While this approach would avoid a large-scale commitment of U.S. forces and give at least the veneer that the change in government sprang from within, it also could be a years-long endeavor with too-high odds of failure. This option is rated a long shot by defense analysts.

- The Afghan model. The game plan here would be to mobilize the Iraqi Kurds in the north and the Shiia Muslims in the south to battle Saddam's army, much as the Northern Alliance and southern warlords took on the Taliban in Afghanistan. U.S. special forces would train and coordinate the proxy fighters, who could number as many as 25,000, and organize punishing air strikes by U.S. combat planes against Iraqi military targets.

Unlike Afghanistan, however, combat-ready military militias do not currently exist among the Kurds, Shiia or any of the exile opposition groups. Arming and training them could take several months, and for this option to succeed, significant numbers of Iraq's army would have to flip sides and join the revolt. Defense experts expect any U.S. military operation to include these indigenous fighters, though most likely in a supporting role.

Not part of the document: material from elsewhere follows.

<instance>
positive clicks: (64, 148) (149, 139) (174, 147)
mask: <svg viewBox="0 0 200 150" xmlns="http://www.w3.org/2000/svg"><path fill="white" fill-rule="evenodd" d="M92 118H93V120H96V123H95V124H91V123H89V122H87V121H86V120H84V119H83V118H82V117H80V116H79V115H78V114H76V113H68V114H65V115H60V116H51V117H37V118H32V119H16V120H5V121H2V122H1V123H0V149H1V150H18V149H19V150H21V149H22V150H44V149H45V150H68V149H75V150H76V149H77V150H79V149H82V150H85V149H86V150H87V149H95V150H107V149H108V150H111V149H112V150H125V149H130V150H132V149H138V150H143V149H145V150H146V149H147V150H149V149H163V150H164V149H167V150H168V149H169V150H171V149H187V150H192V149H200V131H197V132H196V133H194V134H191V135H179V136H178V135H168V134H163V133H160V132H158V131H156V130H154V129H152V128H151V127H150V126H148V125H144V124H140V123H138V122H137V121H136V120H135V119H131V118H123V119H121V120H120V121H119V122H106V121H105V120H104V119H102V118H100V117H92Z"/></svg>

- Operation Desert Storm II. Like the ponderous 1990-91 operation - which took six months to stage and involved 500,000 U.S. forces - this plan would require a massive buildup of U.S. troops, though only about half the number who fought the Persian Gulf War.

After weeks of hundreds of U.S. warplanes bombing thousands of Iraqi military and infrastructure sites, a U.S. invasion force with tanks and artillery would swarm into Iraq from Kuwait, Qatar, the Persian Gulf and, perhaps, other directions. Simultaneously, special forces commandos or covert CIA operatives would hunt down Saddam's suspected weapons of mass destruction and the missiles to lob them, as well as the Iraqi dictator himself.

Major drawbacks of this approach include at least three months required to mass so many American soldiers and armament, and the vulnerable target that large concentrations of U.S. troops would make for Saddam's alleged chemical and biological weapons.

Plus Kuwait, at least for now, has signaled opposition to being a staging area, and other Gulf states are equally leery. And, given the deterioration of Saddam's military capability from its generally sorry shape a decade ago, and the vast improvement in U.S. weapons, this could amount to a costly oversupply of forces needed for victory.

- Inside-Out Plan. For now, this evolving strategy appears to be finding the most favor, although the Bush administration is keeping its cards uncommonly close to its collective vest.

Cobbling together some of the elements of the other options, war planners envision this as a quick, deep strike towards Baghdad with the goal of decapitating Saddam's command structure, collapsing his government and sowing chaos among his army, spurring a widespread revolt.

Air strikes would radiate outwards from Baghdad, while a U.S. ground force of 50,000 to 90,000 troops would seize other cities in a rapid advance from Kuwait, and possibly Turkey, to Baghdad, where they would destroy Saddam's elite Republican Guard troops. This, in theory, would lead to a domino-effect army mutiny or mass surrender.

One advantage of this plan is that it could be launched as quickly as two weeks after Bush gives his okay. Another is that, if executed well, the plan could keep Saddam from being able to order pre-emptive deadly weapons strikes against Israel or U.S. troops.